Sunday, February 26, 2006

yaya!

So Juan the latin stalker was picking up speed again, and my mood went from alright to very edgy. Hector knows that it is very important to lock all three locks on the door when he comes over, but he is too polite to ask why. One day he only did two, and I flew behind him to slam the other one in place. He asked why, I hastily spat "because he's after me." He then demanded to know what was going on. Finally, I filled him in on the constant phone calls, door buzzing, throwing rocks at my window, waiting outside in his car for me to come out. He listened, and then said he would put a stop to it. The next day he texted me that he had contacted the Surenos (the Mexican Mafia) and he just needed to get Juan's phone number, and then they could put him in the hospital for about a year. I was so happy that he was trying to rescue me and I started typing in the number when I stopped and thought, wait a minute, I can't put a hit on one of my employees. So I texted back that maybe this was all a bit harsh and blah blah. He called immediately and asked what was going on and if I had made it all up. I said well, no, I just think... maybe I'm just too nice. He said," I know, I like how nice you are, but nobody fucks with my baby girl." So we agreed that I would keep him posted and I would give him the number the next time I saw him.
The next day, Hector came over at about 7 am after work. We were sitting on the couch, talking when the buzzer rang. I looked out my front door and saw the jackass waiting to be let in. Fuck, I said. Hector asked who it was, and I told him it was Juan. I was kind of shaky, and I asked him what I should do. "You can wait here." He went out into the lobby. I pushed the listen button, and I picked out a few words here and there in the angry slang Spanish, Hector sounded like a knight in shining armor, Juan sounded like a pathetic little weasel.

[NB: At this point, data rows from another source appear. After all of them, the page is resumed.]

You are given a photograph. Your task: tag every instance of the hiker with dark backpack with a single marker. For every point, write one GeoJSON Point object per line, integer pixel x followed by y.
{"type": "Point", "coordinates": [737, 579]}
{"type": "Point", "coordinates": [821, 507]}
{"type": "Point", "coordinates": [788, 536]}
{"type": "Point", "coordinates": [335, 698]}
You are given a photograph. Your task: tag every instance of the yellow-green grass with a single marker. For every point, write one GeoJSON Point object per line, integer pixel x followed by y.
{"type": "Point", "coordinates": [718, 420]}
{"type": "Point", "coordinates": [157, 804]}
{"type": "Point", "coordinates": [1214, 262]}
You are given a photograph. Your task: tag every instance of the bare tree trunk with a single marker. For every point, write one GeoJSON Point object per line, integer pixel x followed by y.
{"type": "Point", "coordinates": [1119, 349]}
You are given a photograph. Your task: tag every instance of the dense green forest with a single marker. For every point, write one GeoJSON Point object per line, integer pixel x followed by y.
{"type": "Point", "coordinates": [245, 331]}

Juan skittered off like a little girl, and has avoided me like the plague ever since, he looks at me all the time, and when I look at him, he puts his head down really quick. yay.


Hector came back in, I was gazing at him with a look of pure worship. He said," I don't like to have problems, but I must protect my baby girl."
None of my boyfriends have ever defended me like that.

6 Comments:

Blogger Hazel Stone said...

I give him a 8.75 for the protectiveness without excessive macho posturing, but I'll have to mark him down on the Artistic, calling in the mafia is a little creepazoid.

Solid 7.5

11:30 AM  
Blogger Your_Host said...

I give him a 9. I think that calling the professionals is just the thing to do when plagued with vermin. Or at least scaring the shit out of the vermin by threatening to have said professionals break their legs. It shows forethought and an understanding of the delicate interplay of political forces found between the face and the fist.

12:06 PM  
Blogger Your_Host said...

*ahem*
....
Violence is wrong of course.
Yeah.

12:18 PM  
Blogger Rhianna W said...

I'll give him a 7.5
Excellent dressing down of said creep.
Just having Mafia connections should raise eyebrows
Looses points for calling his girlfriend his "baby girl"

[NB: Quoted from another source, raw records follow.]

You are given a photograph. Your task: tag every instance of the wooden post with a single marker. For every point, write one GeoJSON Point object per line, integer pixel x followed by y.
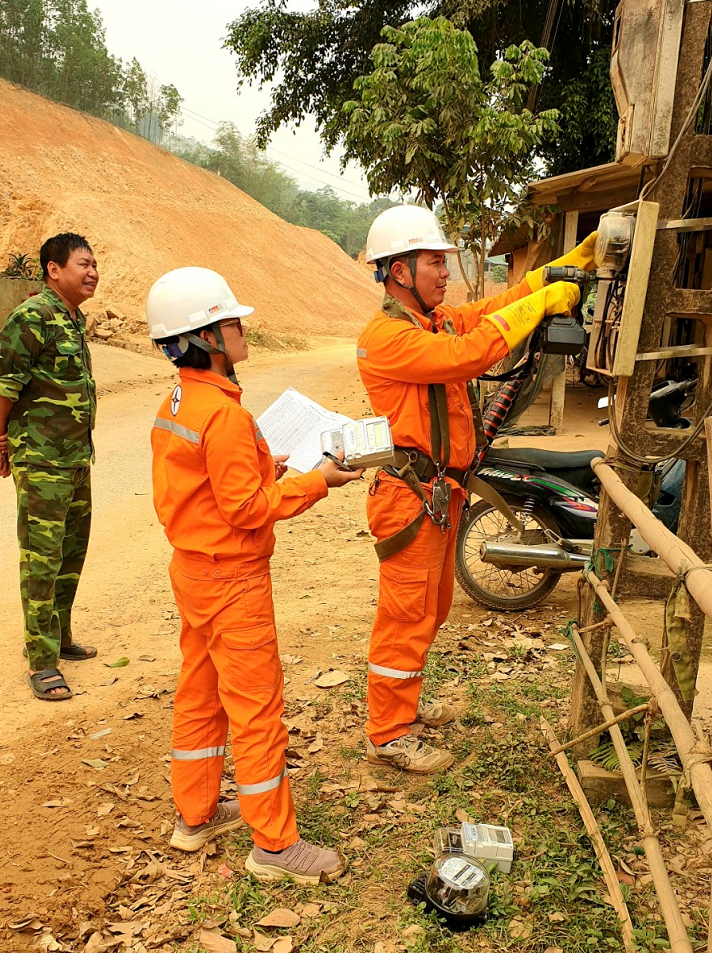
{"type": "Point", "coordinates": [558, 383]}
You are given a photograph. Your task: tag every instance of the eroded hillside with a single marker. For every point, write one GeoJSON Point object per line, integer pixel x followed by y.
{"type": "Point", "coordinates": [145, 212]}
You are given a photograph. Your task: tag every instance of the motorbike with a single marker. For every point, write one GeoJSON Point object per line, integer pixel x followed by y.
{"type": "Point", "coordinates": [554, 496]}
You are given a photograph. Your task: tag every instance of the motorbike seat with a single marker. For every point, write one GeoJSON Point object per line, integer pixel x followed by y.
{"type": "Point", "coordinates": [553, 461]}
{"type": "Point", "coordinates": [573, 466]}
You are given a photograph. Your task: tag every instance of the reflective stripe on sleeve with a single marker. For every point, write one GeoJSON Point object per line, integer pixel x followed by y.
{"type": "Point", "coordinates": [396, 674]}
{"type": "Point", "coordinates": [180, 431]}
{"type": "Point", "coordinates": [203, 754]}
{"type": "Point", "coordinates": [247, 789]}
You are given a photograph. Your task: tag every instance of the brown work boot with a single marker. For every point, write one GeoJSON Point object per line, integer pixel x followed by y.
{"type": "Point", "coordinates": [302, 862]}
{"type": "Point", "coordinates": [226, 817]}
{"type": "Point", "coordinates": [435, 714]}
{"type": "Point", "coordinates": [410, 754]}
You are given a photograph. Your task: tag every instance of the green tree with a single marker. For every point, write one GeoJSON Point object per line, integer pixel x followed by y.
{"type": "Point", "coordinates": [136, 92]}
{"type": "Point", "coordinates": [169, 109]}
{"type": "Point", "coordinates": [311, 59]}
{"type": "Point", "coordinates": [425, 120]}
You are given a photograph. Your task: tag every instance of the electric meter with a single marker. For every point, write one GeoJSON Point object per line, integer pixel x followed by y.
{"type": "Point", "coordinates": [459, 885]}
{"type": "Point", "coordinates": [486, 842]}
{"type": "Point", "coordinates": [364, 443]}
{"type": "Point", "coordinates": [614, 241]}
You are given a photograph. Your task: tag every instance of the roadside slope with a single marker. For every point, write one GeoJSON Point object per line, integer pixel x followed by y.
{"type": "Point", "coordinates": [145, 212]}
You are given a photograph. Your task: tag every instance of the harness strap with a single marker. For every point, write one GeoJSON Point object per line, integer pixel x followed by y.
{"type": "Point", "coordinates": [403, 538]}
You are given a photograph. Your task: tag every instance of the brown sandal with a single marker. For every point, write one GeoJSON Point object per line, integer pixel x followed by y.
{"type": "Point", "coordinates": [42, 682]}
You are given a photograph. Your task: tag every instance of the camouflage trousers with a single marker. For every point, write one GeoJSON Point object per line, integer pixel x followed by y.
{"type": "Point", "coordinates": [53, 521]}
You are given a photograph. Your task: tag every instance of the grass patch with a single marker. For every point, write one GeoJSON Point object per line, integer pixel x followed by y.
{"type": "Point", "coordinates": [554, 896]}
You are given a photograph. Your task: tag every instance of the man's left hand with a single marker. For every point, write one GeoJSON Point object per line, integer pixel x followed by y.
{"type": "Point", "coordinates": [4, 457]}
{"type": "Point", "coordinates": [280, 465]}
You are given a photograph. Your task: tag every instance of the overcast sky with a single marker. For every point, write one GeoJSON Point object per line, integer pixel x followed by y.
{"type": "Point", "coordinates": [180, 42]}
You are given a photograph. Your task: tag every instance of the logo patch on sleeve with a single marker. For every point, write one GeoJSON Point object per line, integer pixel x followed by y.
{"type": "Point", "coordinates": [176, 398]}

And yeah, Sheila should have ripped this idots balls off the FIRST time he tried to force himself on her in HER OWN appartment.

12:55 PM  
Blogger Chemska said...

-I love the Olympic performance ratings.
-Post-incident, we had a discussion about culture differences and regardless of how it works in Mexico,I really don't feel like doing prison time as an accessory.
-What if I had tried to rip his balls off and it hadn't worked in my favor? He has a history of beating the shit out of his girlfriends, which means its not beneath him. And he's alot taller (6'3") and stronger than me, just throwing it out there.

4:33 PM  
Blogger Rhianna W said...

Oh fine, disregard the ball ripping comment.

But dude it doesn't matter how big he is if you've got him by his balls. ( but I promise I shall never this again.)